By James Devitt
Wealthier minorities are more likely to receive subprime loans than are wealthier whites, according to an NYU study of Home Mortgage Disclosure Act (HMDA) data from 2006—the peak of the previous decade’s housing boom. Moreover, black and Latino applicants are more likely to be denied prime loans—even after controlling for gender and income.
The study, which was published in the journal Housing Policy Debate, was conducted by Jacob Faber, a doctoral Fellow at the Furman Center for Real Estate and Urban Policy and a doctoral candidate in sociology in the Graduate School of Arts and Science.
Faber analyzed data from HMDA, which covered 8,886 lending institutions in 2006. His analysis of loans showed that black home-purchase mortgage applicants were 2.8 times more likely, Latinos two times more likely, and Asians 1.1 times more likely to be denied a loan than were whites after controlling for borrower, loan, and geographic factors.

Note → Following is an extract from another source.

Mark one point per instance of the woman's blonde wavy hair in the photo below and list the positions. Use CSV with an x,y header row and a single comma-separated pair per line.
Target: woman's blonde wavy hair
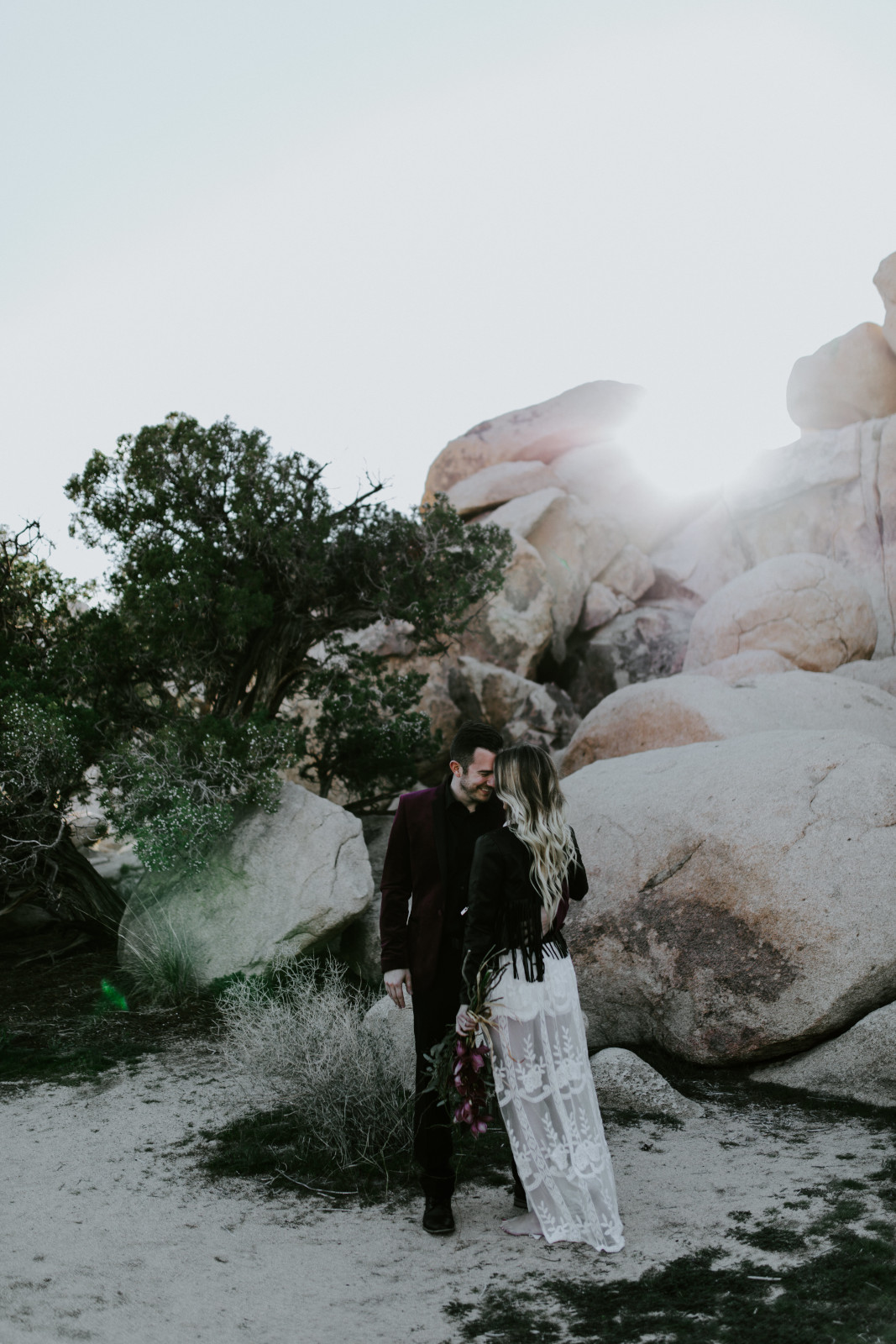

However, across all racial groups, income was positively associated with loan approval—in other words, the wealthier the applicant, the more likely that applicant was approved for a loan.

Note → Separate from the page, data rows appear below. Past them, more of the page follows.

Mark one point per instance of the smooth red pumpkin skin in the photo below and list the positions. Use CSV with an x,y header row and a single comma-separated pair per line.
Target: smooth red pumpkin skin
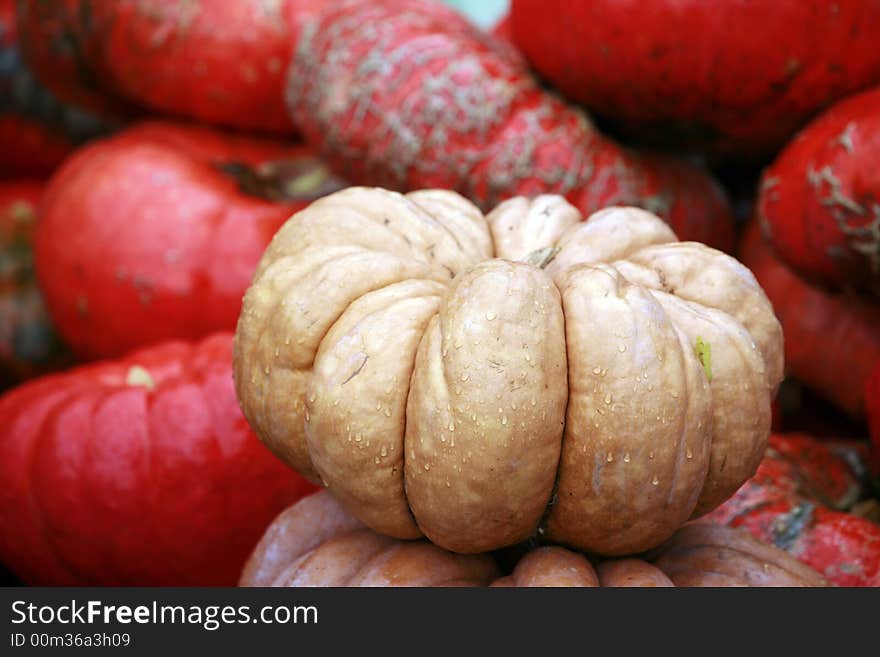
x,y
843,547
831,339
106,481
407,94
872,401
736,76
220,62
29,345
819,203
37,130
142,238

However, upon approval, even wealthier black and Latino applicants received less-advantageous loan terms than did their white counterparts. Once they cleared the loan-approval hurdle, applications from Blacks and Latinos were 2.4 times more likely to result in a subprime loan than were those from whites. By contrast, Asians were 28 percent less likely than whites to be offered a subprime loan.

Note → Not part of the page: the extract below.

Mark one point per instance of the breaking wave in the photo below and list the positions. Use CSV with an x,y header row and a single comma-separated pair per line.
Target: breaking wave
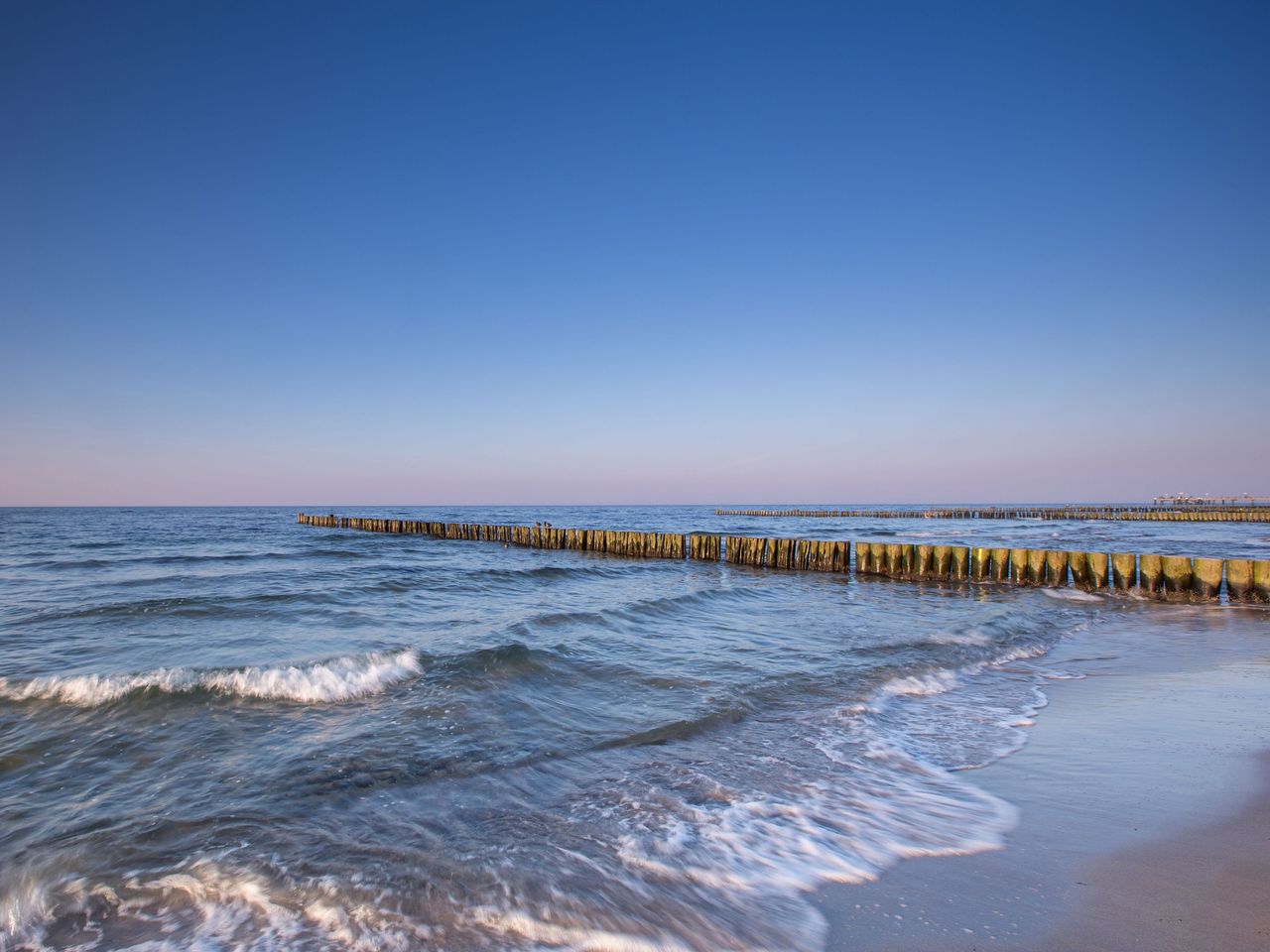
x,y
339,679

“Lenders have argued that subprime loans, with their higher costs, were intended to pass more of the risk along to borrowers they deemed less likely to meet the repayment schedule of a mortgage loan,” explains Faber. “But these findings don’t substantiate lender claims that subprime loans were for riskier borrowers—higher incomes, regardless of race, should have indicated lower risk for the lender and less need for a high cost loan.”